Theologians will travel far and wide searching for the perfect book, but few would think to shop near the Flint Hills of Eastern Kansas.
Metropolitan Saba Esper, leader of the Antiochian Orthodox archdiocese in North America, was searching for a rare book by Oliver Clément of Paris -- the translation of a complex work written in French. While in Wichita two years ago, he went to Eighth Day Books to consult with owner Warren Farha.
"He smiled with his familiar joy, went to a far corner of the bookstore, and brought it to me. I could hardly imagine that he would have it -- yet there it was, in English," said the archbishop, in a letter read to mourners who filled the Cathedral of St. George for the May 26 funeral rites for Farha.
Metropolitan Saba, originally from Syria, first encountered Farha during a 1995 trip to America that included a lengthy stay in Wichita.

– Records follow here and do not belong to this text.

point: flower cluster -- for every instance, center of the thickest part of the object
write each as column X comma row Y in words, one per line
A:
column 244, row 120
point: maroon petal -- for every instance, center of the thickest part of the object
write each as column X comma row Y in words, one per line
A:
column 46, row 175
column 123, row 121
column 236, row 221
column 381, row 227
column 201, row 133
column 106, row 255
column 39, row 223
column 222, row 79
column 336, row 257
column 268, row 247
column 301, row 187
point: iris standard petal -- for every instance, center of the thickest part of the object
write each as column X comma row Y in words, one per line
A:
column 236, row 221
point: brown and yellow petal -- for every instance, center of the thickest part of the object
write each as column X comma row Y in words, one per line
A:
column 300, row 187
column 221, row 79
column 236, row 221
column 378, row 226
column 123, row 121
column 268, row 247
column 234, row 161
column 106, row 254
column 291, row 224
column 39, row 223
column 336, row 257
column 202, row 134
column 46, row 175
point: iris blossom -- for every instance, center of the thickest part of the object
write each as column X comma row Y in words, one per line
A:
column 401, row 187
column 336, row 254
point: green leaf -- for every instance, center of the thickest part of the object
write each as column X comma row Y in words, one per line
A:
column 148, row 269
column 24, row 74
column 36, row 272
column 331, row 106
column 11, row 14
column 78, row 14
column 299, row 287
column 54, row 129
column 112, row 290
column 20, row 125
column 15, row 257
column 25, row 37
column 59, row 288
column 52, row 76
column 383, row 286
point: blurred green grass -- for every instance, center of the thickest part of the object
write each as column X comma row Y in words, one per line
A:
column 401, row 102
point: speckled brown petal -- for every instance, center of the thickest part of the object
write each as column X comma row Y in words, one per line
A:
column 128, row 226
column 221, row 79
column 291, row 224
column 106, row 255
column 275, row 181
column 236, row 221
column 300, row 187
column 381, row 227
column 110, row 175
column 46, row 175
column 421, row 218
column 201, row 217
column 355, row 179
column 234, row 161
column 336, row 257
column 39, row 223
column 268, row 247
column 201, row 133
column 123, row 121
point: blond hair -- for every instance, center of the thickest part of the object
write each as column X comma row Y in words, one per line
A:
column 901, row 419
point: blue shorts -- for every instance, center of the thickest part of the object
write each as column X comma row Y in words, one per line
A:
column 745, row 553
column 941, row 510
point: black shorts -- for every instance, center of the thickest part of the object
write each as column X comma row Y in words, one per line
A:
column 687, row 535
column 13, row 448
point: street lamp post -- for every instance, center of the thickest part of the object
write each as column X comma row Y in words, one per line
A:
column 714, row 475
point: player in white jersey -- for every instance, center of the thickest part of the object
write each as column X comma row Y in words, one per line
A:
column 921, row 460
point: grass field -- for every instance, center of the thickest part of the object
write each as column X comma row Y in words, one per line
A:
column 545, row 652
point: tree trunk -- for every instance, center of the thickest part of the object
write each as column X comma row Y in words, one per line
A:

"I was struck by his bright and cheerful face, which seemed to tell you that he came to you from a world purer and more radiant than the one in which we live," he added. "His warm smile, his spontaneous innocence, his quiet voice, and his remarkable calm -- these were all signs of God's presence within him and indications of a light descending upon him from on high."
Farha was more than an entrepreneur who built what the New York Times once described as a touchstone that "serves as a secret handshake among Christian book lovers, and its following reaches far beyond the heartland city it serves." It became a hub for conferences and projects with traditional Catholics, Lutherans and the Orthodox.
In an age of cookie-cutter chains and Internet stores, Eighth Day Books only sells books that its team truly wants visitors to read. The shelves are packed and floors stacked with around 46,000 books on its three stories and in the "Hobbit Hole" basement for children.
Farha was constantly asked if he was running a "Christian bookstore."